Abstract
Purpose
Cardiovascular autonomic neuropathy (CAN) is one of the most common and serious complications associated with diabetes and is defined as the impairment of the autonomic control of the cardiovascular system, whose prevalence in Indian population has been reported to be > 50%. The risk factors associated with CAN include hyperglycemia, duration of diabetes, hypertension, dyslipidemia, and obesity. This study was conducted to examine the association of CAN with its determinants among diabetics.
Methods
Socio-demographic characteristics were noted alongwith performance of biochemical analyses of blood samples according to standard hospital pathology laboratory protocols. Clinical assessment of CAN comprised a of 5 indexes, including 3 heart rate variability parameters (resting tachycardia, Qtc interval > 440 msec, exercise intolerance) and 2 blood pressure parameters (orthostatic hypotension, abnormal hand gripping test).
Results
The odds of CAN increased with poor glycemic control (FBS ≥ 126 mg/dL (OR = 1.17 (1.02–10.68); 2 hr PPBS ≥ 200 mg/dL (OR 1.63 (1.26–8.82) and HbA1c ≥ 6.5% (OR = 10.68 (1.54–208.02). Significant difference was also found in relation to duration of diabetes, weight and body mass index of the participants with various grades of CAN.
Conclusions
CAN is associated strongly with poor glycemic control. Obesity seems to be involved in the impairments of the cardiac autonomic function and this factor must therefore be taken into account in future studies when interpreting the results. Body mass control and glycemic control could provide an important approach to reducing CAN.

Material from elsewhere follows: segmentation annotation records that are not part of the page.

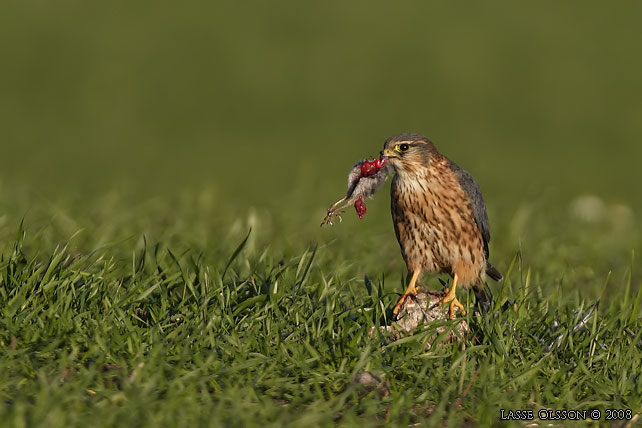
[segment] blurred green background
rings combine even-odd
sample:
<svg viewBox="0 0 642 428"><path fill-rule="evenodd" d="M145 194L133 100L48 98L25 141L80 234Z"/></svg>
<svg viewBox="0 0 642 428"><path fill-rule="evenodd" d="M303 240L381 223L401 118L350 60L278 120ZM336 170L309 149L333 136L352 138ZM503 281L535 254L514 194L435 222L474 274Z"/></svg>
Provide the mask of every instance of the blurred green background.
<svg viewBox="0 0 642 428"><path fill-rule="evenodd" d="M5 223L43 204L79 216L98 199L123 224L142 209L184 224L177 233L241 236L259 218L299 247L384 236L381 261L401 268L386 190L363 222L318 224L355 161L412 131L481 183L497 265L520 248L559 256L558 239L594 246L607 272L640 241L641 12L633 1L10 0ZM127 202L104 202L114 197ZM186 205L198 221L181 217ZM194 227L208 221L220 228Z"/></svg>

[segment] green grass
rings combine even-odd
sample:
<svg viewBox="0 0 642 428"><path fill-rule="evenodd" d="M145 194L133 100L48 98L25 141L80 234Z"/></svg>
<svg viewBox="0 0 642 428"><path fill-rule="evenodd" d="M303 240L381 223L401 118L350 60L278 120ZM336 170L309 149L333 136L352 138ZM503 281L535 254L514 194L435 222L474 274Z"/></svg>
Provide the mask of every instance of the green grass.
<svg viewBox="0 0 642 428"><path fill-rule="evenodd" d="M208 210L203 195L177 200L43 204L24 226L4 217L3 423L459 426L492 425L500 408L642 407L640 270L622 247L602 270L607 223L530 222L564 229L555 253L581 263L560 266L545 242L532 263L499 246L495 306L469 311L463 345L427 351L430 327L399 343L369 334L389 323L403 271L392 234L362 230L390 224L348 215L310 232L320 215L293 231L257 213L210 217L220 204ZM292 241L301 230L307 240ZM357 386L364 370L388 393Z"/></svg>
<svg viewBox="0 0 642 428"><path fill-rule="evenodd" d="M640 413L639 2L4 3L0 425ZM488 205L465 347L368 334L406 275L387 190L319 228L400 132Z"/></svg>

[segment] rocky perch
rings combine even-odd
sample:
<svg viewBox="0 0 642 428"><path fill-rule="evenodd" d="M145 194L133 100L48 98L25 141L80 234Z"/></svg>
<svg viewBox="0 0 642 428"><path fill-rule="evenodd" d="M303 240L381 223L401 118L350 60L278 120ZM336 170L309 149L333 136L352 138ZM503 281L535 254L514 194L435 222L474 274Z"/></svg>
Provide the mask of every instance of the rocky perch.
<svg viewBox="0 0 642 428"><path fill-rule="evenodd" d="M448 331L447 337L440 343L461 341L468 333L468 323L463 318L457 318L458 322L455 325L448 322L448 311L439 306L439 300L443 296L439 291L421 289L415 298L406 300L396 321L389 326L380 327L381 332L394 341L412 335L417 327L423 324L424 328L434 328L435 331L426 342L427 349L430 349L435 339L445 331ZM373 333L374 329L371 329L370 334Z"/></svg>

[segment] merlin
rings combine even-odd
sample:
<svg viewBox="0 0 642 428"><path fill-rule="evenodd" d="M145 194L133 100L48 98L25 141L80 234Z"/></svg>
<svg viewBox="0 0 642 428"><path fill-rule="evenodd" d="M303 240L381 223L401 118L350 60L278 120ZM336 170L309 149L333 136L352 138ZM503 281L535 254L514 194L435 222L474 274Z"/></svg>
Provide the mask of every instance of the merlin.
<svg viewBox="0 0 642 428"><path fill-rule="evenodd" d="M400 134L386 140L381 158L394 169L390 206L397 241L408 273L406 292L397 302L397 318L409 296L416 296L422 272L447 273L452 285L440 305L466 314L457 285L483 289L486 275L501 273L488 261L490 227L479 184L468 172L437 151L423 135Z"/></svg>

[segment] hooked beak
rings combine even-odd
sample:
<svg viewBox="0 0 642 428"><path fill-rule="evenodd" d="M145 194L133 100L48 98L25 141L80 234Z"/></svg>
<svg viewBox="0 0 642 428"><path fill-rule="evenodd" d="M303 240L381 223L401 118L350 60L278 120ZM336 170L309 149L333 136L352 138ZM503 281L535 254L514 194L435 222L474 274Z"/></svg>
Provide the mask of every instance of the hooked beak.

Keywords: Diabetes, Diabetic Autonomic Neuropathy, Diabetic Complications, Cardiovascular Diseases
Introduction
Diabetes Mellitus (DM) is a problem of major concern and has been characterized as the primary health care challenge of the twenty-first century. It is a global epidemic affecting about 8.3% of the global population with a significant proportion (50%) remaining undiagnosed [1]. Currently, type 2 diabetes mellitus (T2DM) is an epidemic development throughout the world. Data from the International Diabetes Federation (IDF) show that in 2015 almost 5 million patients across the world died due to diabetes and its complications. It is estimated that almost one in six people are currently at risk of developing diabetes-related complications [2, 3].
Cardiovascular disease (CVD) is one of the leading cause of mortality and morbidity in patients with diabetes and subsequently the primary goal of treatment is to reduce the burden of CVD as well as the vascular complications associated with diabetes [3, 4]. Much of the CVD prevention strategies are based on lowering blood pressure (BP) and low density lipoprotein (LDL)-cholesterol levels and improving glycemic control [5–8]. Despite that, CVD remains very common and a major cause of mortality and morbidity in patients with DM. Hence, better understanding of pathogenesis of CVD is crucial to develop new therapeutic targets.
Cardiac autonomic neuropathy (CAN) is a common and overlooked diabetes-related complication that has a major impact on CVD. It damages autonomic nerve fibers that innervate the heart and blood vessels, in turn causing abnormalities in heart rate (HR) and vascular dynamics. It is known to affect multiple organ systems and is a major cause of morbidity and mortality in patients with diabetes [9–12]. Some studies in India have reported a prevalence of CAN to be as high as 53% [13].
The CAN Subcommittee of Toronto Consensus Panel on Diabetic Neuropathy defines CAN as an “impairment of cardiovascular autonomic control in patients with established diabetes after excluding other causes” [11, 14]. Risk factors associated with CAN include hyperglycemia, duration of diabetes, hypertension, dyslipidemia, and obesity [15]. Cardiovascular autonomic reflex tests are the most commonly used methods for the diagnosis of CAN and can easily assess cardiovascular autonomic function based on HR response to deep breathing, valsalva maneuver, and postural change [12, 14]. Underdiagnosed, CAN significantly exhibits multiple clinical manifestations, such as resting tachycardia, orthostasis, silent myocardial infarction, exercise intolerance, and intraoperative cardiovascular liability. These severely debilitating complications often decreases survival in patients with diabetes [11, 16].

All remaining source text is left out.